Neither c-IAP1 deficiency nor upregulation of c-IAP2 affects NF-κB-mediated transcription. (A) Thymocytes and splenocytes harvested from C57BL/6, NF-κB-luciferase (NF-κB-luc), and c-IAP1−/− × NF-κB-luciferase (c-IAP1−/− × NF-κB-luc) reporter transgenic mice were lysed and assayed for luciferase activity. Values presented are the averages for the indicated numbers (n) of mice. Error bars represent standard deviations. (B) Kinetic analysis of NF-κB DNA binding in stimulated wild-type (WT) and c-IAP1−/− MEFs. Nuclear extracts from unstimulated MEFs or MEFs stimulated with TNF-α (33 ng/ml) or IL-1α (5 ng/ml) for the indicated periods of time were incubated with 32P-end-labeled double-stranded oligonucleotide containing an NF-κB consensus binding site. WT extracts stimulated with TNF-α or IL-1α for 45 min were also incubated with a 32P-end-labeled NF-κB double-stranded oligonucleotide in the absence (−) or presence of a 100-fold excess of unlabeled NF-κB or AP-1 oligonucleotides. (C) Dose-response analysis of NF-κB DNA binding in WT and c-IAP1−/− MEFs by EMSA. Nuclear extracts from unstimulated MEFs or MEFs stimulated with increasing concentrations of TNF-α (0.206, 4.12, 82.5, 1,650, and 33,000 pg/ml) or IL-1α (0.031, 0.625, 12.5, 250, and 5,000 pg/ml) for 25 min were incubated with 32P-end-labeled double-stranded oligonucleotide containing an NF-κB consensus binding site. (D) IL-6 production from WT and c-IAP1−/− MEFs. WT and c-IAP1−/− MEFs were incubated in medium alone or stimulated with TNF-α (33 ng/ml) or IL-1α (5 ng/ml) for 24 and 48 h. The IL-6 concentrations in the supernatants were determined by ELISA. Triplicate samples were assayed, and the error bars represent the standard errors of the means.

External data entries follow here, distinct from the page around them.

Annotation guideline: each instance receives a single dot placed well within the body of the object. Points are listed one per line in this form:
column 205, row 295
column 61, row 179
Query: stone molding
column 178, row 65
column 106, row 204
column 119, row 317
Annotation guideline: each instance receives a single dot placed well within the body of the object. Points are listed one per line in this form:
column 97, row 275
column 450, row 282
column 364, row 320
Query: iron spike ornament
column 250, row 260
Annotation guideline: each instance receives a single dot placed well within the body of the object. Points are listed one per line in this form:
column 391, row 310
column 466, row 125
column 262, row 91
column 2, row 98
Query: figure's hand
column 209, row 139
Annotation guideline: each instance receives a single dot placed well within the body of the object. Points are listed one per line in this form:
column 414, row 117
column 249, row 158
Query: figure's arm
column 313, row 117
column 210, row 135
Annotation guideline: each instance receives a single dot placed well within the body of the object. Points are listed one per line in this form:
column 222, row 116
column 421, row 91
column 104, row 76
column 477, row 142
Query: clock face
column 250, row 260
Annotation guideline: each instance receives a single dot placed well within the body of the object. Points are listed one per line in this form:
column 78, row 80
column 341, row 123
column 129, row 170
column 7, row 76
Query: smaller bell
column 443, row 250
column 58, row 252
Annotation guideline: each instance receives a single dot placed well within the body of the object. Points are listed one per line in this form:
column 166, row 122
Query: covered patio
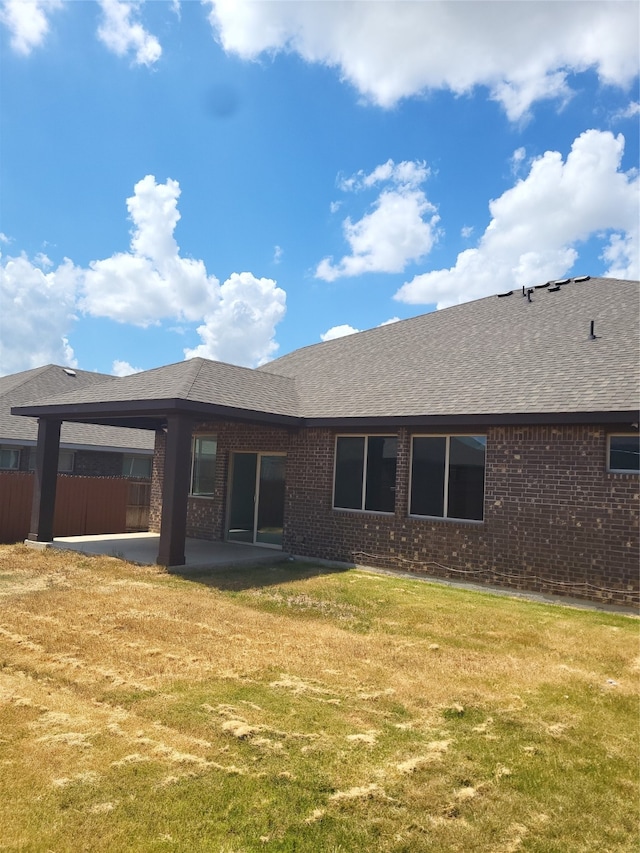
column 142, row 548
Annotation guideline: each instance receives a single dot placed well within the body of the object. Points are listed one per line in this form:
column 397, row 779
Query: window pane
column 349, row 471
column 427, row 476
column 381, row 473
column 466, row 476
column 204, row 465
column 624, row 453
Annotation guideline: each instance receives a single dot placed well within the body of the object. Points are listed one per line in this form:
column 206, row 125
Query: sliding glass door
column 256, row 506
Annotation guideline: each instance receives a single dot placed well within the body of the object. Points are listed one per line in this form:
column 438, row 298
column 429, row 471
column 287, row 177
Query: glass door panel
column 270, row 501
column 243, row 492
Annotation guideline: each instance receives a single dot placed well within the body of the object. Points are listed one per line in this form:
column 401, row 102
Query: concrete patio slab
column 142, row 548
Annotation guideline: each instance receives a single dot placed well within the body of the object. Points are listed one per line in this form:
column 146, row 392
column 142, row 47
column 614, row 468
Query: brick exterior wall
column 555, row 520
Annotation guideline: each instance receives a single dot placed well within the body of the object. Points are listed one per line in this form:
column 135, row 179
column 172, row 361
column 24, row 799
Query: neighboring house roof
column 511, row 358
column 42, row 382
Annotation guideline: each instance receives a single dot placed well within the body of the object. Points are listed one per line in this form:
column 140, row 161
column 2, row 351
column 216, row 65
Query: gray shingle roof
column 41, row 382
column 494, row 356
column 198, row 381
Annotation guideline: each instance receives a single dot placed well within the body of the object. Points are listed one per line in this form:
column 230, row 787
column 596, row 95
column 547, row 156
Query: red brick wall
column 555, row 520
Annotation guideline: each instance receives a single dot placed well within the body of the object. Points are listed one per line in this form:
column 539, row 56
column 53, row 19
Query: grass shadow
column 255, row 575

TNF-α and IL-1α are cytokines that activate NF-κB (31). To determine whether c-IAP1 is required for TNF-α- or IL-1α-mediated NF-κB activation, we examined NF-κB DNA binding in WT and c-IAP1-deficient cells by EMSA. Nuclear extracts from WT and c-IAP1−/− MEFs stimulated with TNF-α or IL-1α for different amounts of time were incubated with an oligonucleotide containing the consensus DNA sequence recognized by NF-κB (11). Nuclear extracts of WT MEFs caused a gel shift, the NF-κB-binding band increasing in intensity with time of stimulation by TNF-α or IL-1α. The shifted band was eliminated by competing with unlabeled NF-κB, but not AP-1, oligonucleotides (Fig. 5B). Notably, the amounts of NF-κB detected in unstimulated cells and the kinetics of its induction by TNF-α or IL-1α were similar in WT and c-IAP1−/− cells (Fig. 5B). Dose-response analyses yielded similar results: although there was a small degree of variability between experiments, the responses of WT and c-IAP1−/− MEFs to increasing amounts of TNF-α or IL-1α were comparable (Fig. 5C). Similar results were obtained with WT and c-IAP1−/− splenocytes (data not shown).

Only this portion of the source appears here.